One thing people rarely mention is that Bing users are often on office computers where Microsoft Edge is the default browser and nobody changed it. So you end up reaching people who are actually at work, actively researching products or services. That kind of audience can be very useful for certain types of businesses.
 
Google just has way more people using it every day. If you want a lot of eyes on your ad fast, Google wins that fight easily. Microsoft cannot match those numbers. But more traffic does not always mean more sales, so volume alone should never be the only thing guiding your decision on where to spend money.
 
There is no single right answer here.
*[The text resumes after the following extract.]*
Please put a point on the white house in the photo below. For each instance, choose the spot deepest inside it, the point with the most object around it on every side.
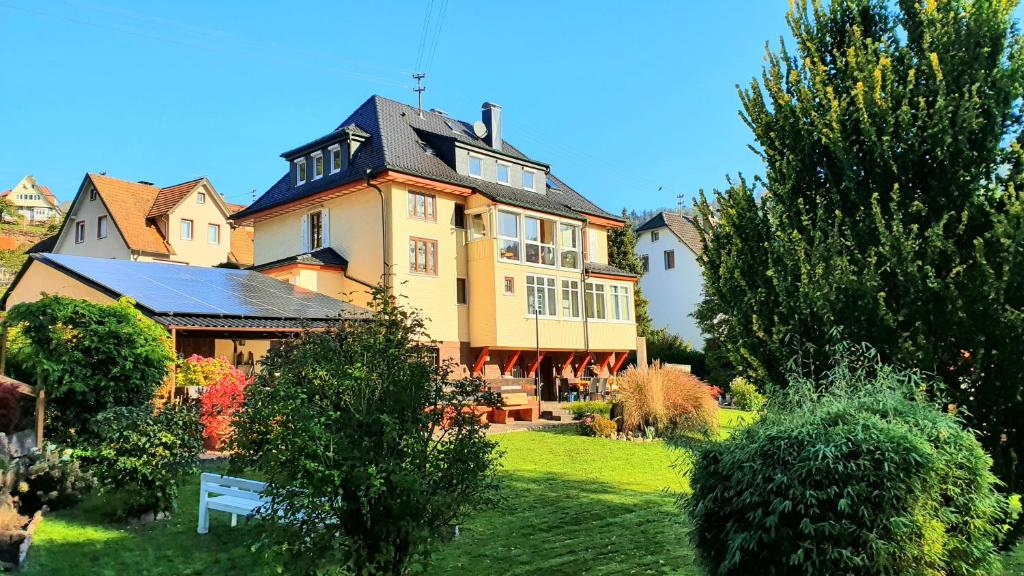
(669, 245)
If you sell something that a wide general public buys, Google makes more sense because of the sheer number of people searching daily. But if you sell something aimed at professionals or office workers, Microsoft can quietly outperform Google without needing a big budget to do it.
 
Microsoft Ads cost less per click. Fewer advertisers are competing for the same spots, so the price stays lower. You can sometimes get the same number of people actually buying or signing up, but spend less money to get there. That is the part beginners usually miss when they compare the two.
 
Microsoft has something Google does not have. You can target people by their job title or the company they work for, because Microsoft is connected to LinkedIn. If your product is meant for professionals or business buyers, that targeting option alone makes Microsoft worth testing seriously.
 
Google reaches people on Search, YouTube, and millions of websites all at once. Microsoft is mostly Bing, Yahoo, and a few Microsoft-owned pages. That difference in reach is huge. For a small budget trying to test a new product, it changes everything about which platform you should start with first.
 
People often give up on Microsoft Ads too quickly. They run it for a week, see less traffic than Google, and quit. But less traffic does not mean bad traffic. Sometimes a smaller group of buyers who are more serious about purchasing is better than a large group that mostly just clicks and leaves without buying anything
 
The biggest difference often comes down to audience size and behavior. Google Ads usually reaches a much larger audience because more people use Google for everyday searches. Microsoft Ads can bring less traffic, but some advertisers say the users convert better in certain niches. The audience there may include more office workers, older users, or people using desktop search.